En la carretera entre Sevilla y Santiponce, poco antes de que se avisten los cipreses de Itálica, se desmigaja un edificio melancólico con un gran escudo, que parece el escombro de un viejo palacio imperial. Pero no es un palacio, sino un convento: San Isidro del Campo, antigua sede de la Orden de los Jerónimos Observantes. Aunque hoy el edificio resulte penoso, su indigencia se aviene bien con las intrigas y ataques de que fue protagonista. San Isidro del Campo constituyó, durante el siglo XVI, uno de los focos más activos de protestantismo de todo el país. Los monjes que lo habitaban se llamaban a sí mismos Ermitaños, formaban una secesión de los Padres Jerónimos fundada en 1429 y pretendían seguir rígidamente el austero modo de vida del santo que los patrocinaba. En el verano de 1557, la congregación decidió huir a Ginebra, hostigada por las amenazas de las jerarquías españolas y temiendo que el paso de las palabras a los actos estuviera demasiado próximo. Once o doce de ellos lograron llegar a Suiza con sus familias, después de un largo periplo a través de montañas, caminos y poblaciones en que evitaban a las autoridades. Otros no fueron tan afortunados: 40 de los monjes sirvieron para dar esplendor a cuatro multitudinarios autos de fe celebrados entre 1559 y 1562, y la casa de Isabel de Baeza, que servía para reunirse a los adeptos a las ideas reformistas, se arrasó, quemó y borró, llegándose incluso a sembrar sal bajo las cenizas del solar. Pero la lengua castellana tuvo suerte; entre los fugados se hallaba Casiodoro de Reina, un erudito sevillano que había ingresado en la orden unos años antes y que se caracterizaba por predicar el sermón de la misa en lengua vernácula: costumbre peligrosa que podía hacer a los feligreses entender la palabra de Dios en vez de obedecerla.

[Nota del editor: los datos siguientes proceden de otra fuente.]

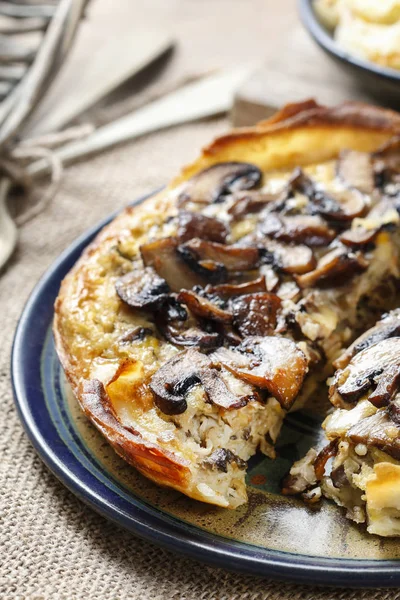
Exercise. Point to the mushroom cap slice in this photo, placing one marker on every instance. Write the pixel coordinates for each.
(215, 182)
(335, 268)
(377, 430)
(142, 288)
(204, 308)
(255, 314)
(171, 383)
(232, 258)
(272, 363)
(374, 371)
(195, 225)
(290, 259)
(306, 229)
(229, 290)
(387, 327)
(356, 171)
(162, 255)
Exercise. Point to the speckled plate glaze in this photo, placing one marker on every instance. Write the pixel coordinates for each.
(272, 535)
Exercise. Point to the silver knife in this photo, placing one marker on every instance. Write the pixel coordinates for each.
(210, 96)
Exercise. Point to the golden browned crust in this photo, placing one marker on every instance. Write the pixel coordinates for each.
(299, 134)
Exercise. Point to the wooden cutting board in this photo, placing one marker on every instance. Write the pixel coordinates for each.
(297, 70)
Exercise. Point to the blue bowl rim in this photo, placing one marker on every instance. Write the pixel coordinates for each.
(324, 39)
(196, 544)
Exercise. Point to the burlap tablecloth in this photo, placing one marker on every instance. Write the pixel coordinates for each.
(52, 546)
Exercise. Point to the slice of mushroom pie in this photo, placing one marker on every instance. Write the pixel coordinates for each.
(197, 319)
(363, 434)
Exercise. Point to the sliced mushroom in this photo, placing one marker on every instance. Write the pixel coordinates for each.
(337, 206)
(290, 259)
(142, 288)
(178, 328)
(359, 236)
(232, 258)
(216, 182)
(195, 225)
(355, 170)
(272, 363)
(378, 430)
(255, 314)
(386, 328)
(335, 268)
(171, 383)
(254, 202)
(306, 229)
(374, 371)
(204, 308)
(229, 290)
(162, 255)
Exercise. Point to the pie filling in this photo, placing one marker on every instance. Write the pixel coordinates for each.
(207, 325)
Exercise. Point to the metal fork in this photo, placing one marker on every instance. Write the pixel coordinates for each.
(26, 71)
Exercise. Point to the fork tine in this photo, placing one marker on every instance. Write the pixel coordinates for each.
(11, 51)
(23, 11)
(23, 26)
(12, 73)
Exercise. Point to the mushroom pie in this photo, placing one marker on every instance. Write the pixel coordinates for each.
(197, 319)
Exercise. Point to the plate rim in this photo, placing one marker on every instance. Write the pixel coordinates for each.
(321, 36)
(246, 558)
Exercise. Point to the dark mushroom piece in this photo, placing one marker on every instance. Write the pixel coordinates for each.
(195, 225)
(142, 288)
(355, 170)
(255, 314)
(229, 290)
(374, 371)
(178, 328)
(172, 382)
(378, 430)
(386, 328)
(342, 205)
(272, 363)
(311, 230)
(232, 258)
(162, 255)
(216, 182)
(284, 257)
(335, 268)
(204, 308)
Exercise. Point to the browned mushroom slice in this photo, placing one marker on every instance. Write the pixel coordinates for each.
(232, 258)
(306, 229)
(171, 383)
(335, 268)
(214, 183)
(290, 259)
(255, 202)
(337, 206)
(178, 328)
(359, 236)
(195, 225)
(377, 430)
(375, 370)
(386, 328)
(229, 290)
(204, 308)
(272, 363)
(355, 170)
(142, 288)
(162, 255)
(255, 314)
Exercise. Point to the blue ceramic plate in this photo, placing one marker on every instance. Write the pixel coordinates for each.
(381, 82)
(272, 535)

Dios no exige que lo comprendamos, ni siquiera que lo amemos, sino que reconozcamos su fuerza: éste fue el principio que mantuvo férreamente la Iglesia Católica durante todos los oscuros años de la Contrarreforma. Pero Lutero primero, y Casiodoro de Reina luego, compararon la Biblia, un libro escrito con letras, con el mundo, el otro libro hecho de símbolos que Dios había redactado, y postularon que todo creyente debe poder gozar del privilegio de interpretar ambos. Traducir las Escrituras era un delito capital, que llevaba parejas la excomunión y la muerte. Durante más de diez años, desatento a las órdenes de busca y captura que se dictaban contra él, Casiodoro vagó entre Estrasburgo, Francfort y Basilea, entregado a la tarea de volcar al español el lenguaje seco y terso de la divinidad. El resultado se publicó en esta última ciudad en 1569, y se llamó la Biblia del Oso, debido al emblema del impresor, un oso que arranca un panal de miel de la copa de un árbol. En 1602, la Biblia se había agotado y era difícil de encontrar como un hombre honesto: Cipriano de Valera, exegeta protestante, la reeditó con muchos añadidos y notas. Hoy se celebra el 400 aniversario de aquella gesta que entregó la literatura de Dios a los españoles; de su belleza, coherencia y pudor puede dar fe cualquiera que se acerque a esta traducción primera que luego oscureció la pesadez de las versiones canónicas.